In preparation for our invitation to cast the bronze urchins at London Bronze Casting's Farnham foundry, we worked to create an assortment of models out of clay and balsa wood for casting, but in hindsight, the advantages of working from scratch at the foundry was inevitable. The difference between working alone with basic tools in a garage creating models and working with casting experts with a wealth of material and equipment at our disposal means that our preparation (a few models and a decomposing specimen) became only relevant for fleeting reference.
We drew out rough outlines of the sea stars onto the prepared casting sand before carving straight in, forming our casts gesturally. This departure from our initial considerations of casting prepared models and would ultimately inform the resulting sculptures with individuality without becoming overwrought or over thought. There was no time to think; the entire process was condensed over two days, from scratch.

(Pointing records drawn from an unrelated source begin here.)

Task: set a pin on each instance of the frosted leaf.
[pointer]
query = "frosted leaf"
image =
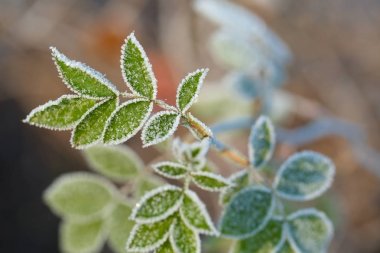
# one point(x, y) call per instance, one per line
point(158, 204)
point(148, 237)
point(209, 181)
point(309, 231)
point(79, 196)
point(61, 114)
point(119, 163)
point(127, 120)
point(120, 226)
point(90, 128)
point(195, 215)
point(189, 88)
point(239, 180)
point(136, 69)
point(82, 79)
point(160, 127)
point(82, 237)
point(170, 169)
point(304, 176)
point(261, 142)
point(247, 213)
point(184, 239)
point(267, 240)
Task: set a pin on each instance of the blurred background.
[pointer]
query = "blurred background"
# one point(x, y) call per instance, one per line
point(334, 71)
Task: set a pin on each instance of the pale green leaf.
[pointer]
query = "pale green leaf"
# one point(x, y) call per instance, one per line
point(309, 231)
point(127, 120)
point(150, 236)
point(261, 142)
point(89, 130)
point(120, 227)
point(209, 181)
point(267, 240)
point(195, 215)
point(119, 163)
point(247, 213)
point(158, 204)
point(239, 180)
point(136, 69)
point(160, 127)
point(188, 90)
point(304, 176)
point(82, 79)
point(61, 114)
point(79, 196)
point(184, 239)
point(87, 237)
point(170, 169)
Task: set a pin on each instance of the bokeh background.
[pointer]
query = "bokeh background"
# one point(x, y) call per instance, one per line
point(336, 66)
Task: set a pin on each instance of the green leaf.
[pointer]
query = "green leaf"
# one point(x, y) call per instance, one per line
point(239, 180)
point(89, 130)
point(158, 204)
point(170, 169)
point(120, 227)
point(267, 240)
point(85, 237)
point(195, 215)
point(189, 88)
point(209, 181)
point(61, 114)
point(119, 163)
point(79, 196)
point(261, 142)
point(127, 120)
point(304, 176)
point(160, 127)
point(150, 236)
point(247, 213)
point(309, 231)
point(82, 79)
point(184, 239)
point(136, 69)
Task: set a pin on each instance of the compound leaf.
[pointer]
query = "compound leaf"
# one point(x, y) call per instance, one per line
point(189, 88)
point(170, 169)
point(160, 127)
point(82, 237)
point(195, 215)
point(261, 142)
point(309, 231)
point(136, 69)
point(126, 121)
point(118, 163)
point(79, 196)
point(61, 114)
point(158, 204)
point(82, 79)
point(247, 213)
point(90, 128)
point(304, 176)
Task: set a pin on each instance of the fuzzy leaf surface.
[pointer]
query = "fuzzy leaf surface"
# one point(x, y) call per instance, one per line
point(82, 79)
point(136, 69)
point(304, 176)
point(82, 237)
point(79, 195)
point(261, 142)
point(248, 211)
point(126, 121)
point(118, 163)
point(90, 128)
point(160, 127)
point(61, 114)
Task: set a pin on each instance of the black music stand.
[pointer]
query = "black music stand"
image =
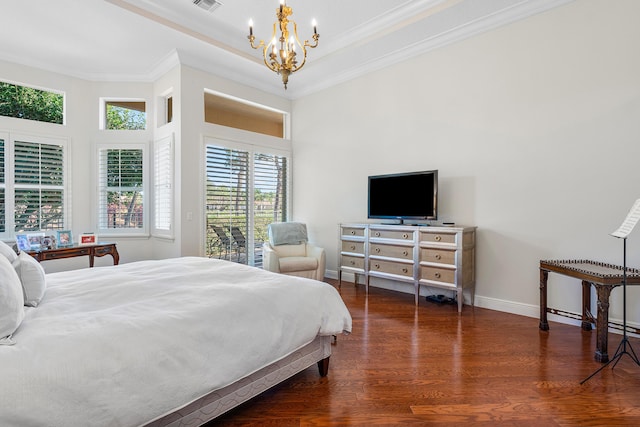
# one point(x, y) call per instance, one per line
point(625, 346)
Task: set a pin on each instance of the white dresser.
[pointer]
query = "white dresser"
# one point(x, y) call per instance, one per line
point(440, 257)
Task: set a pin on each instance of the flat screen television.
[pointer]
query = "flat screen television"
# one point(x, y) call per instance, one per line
point(404, 196)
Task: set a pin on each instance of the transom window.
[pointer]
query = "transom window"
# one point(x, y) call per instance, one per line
point(125, 115)
point(28, 103)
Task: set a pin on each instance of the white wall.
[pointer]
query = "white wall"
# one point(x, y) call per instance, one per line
point(534, 128)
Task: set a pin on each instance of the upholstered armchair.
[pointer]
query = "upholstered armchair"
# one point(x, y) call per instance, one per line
point(289, 252)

Sculpting a specimen that comes in a variety of shapes and sizes allowed us to combine careful and calculated casting methods with rudimentary carving techniques. The carefully balanced mixture of sand, resin and carbon dioxide that formed our carvable sand was shaped and extracted using little more than a tablespoon and a drill.
On reaching the eventual pour, we realized that no amount of YouTube viewing could prepare us for watching and feeling bronze turn from solid ingots to a flowing and molten mass, entering the moulds prepared with our hands. Placing the emptied crucible away and waiting for the pulsating, red bronze to cool down was both a relief and a source of overnight anxiety, though it was nothing compared to the moment of hammering the bronze out from those moulds.
However, to yield results of greater success than we could ever have imagined is testament to the patient guidance and help we were given by a team of enthusiastic experts from the start to the end of the day. We give our endless thanks to Tom Winstanley, Vincent Jack, Derek Bayley and James for allowing us to create our idea.’
Further updates to follow as work progresses.
Fletcher & Adam’s winning piece will be exhibited at Bowman Sculpture, London from 18 - 31 July 2016.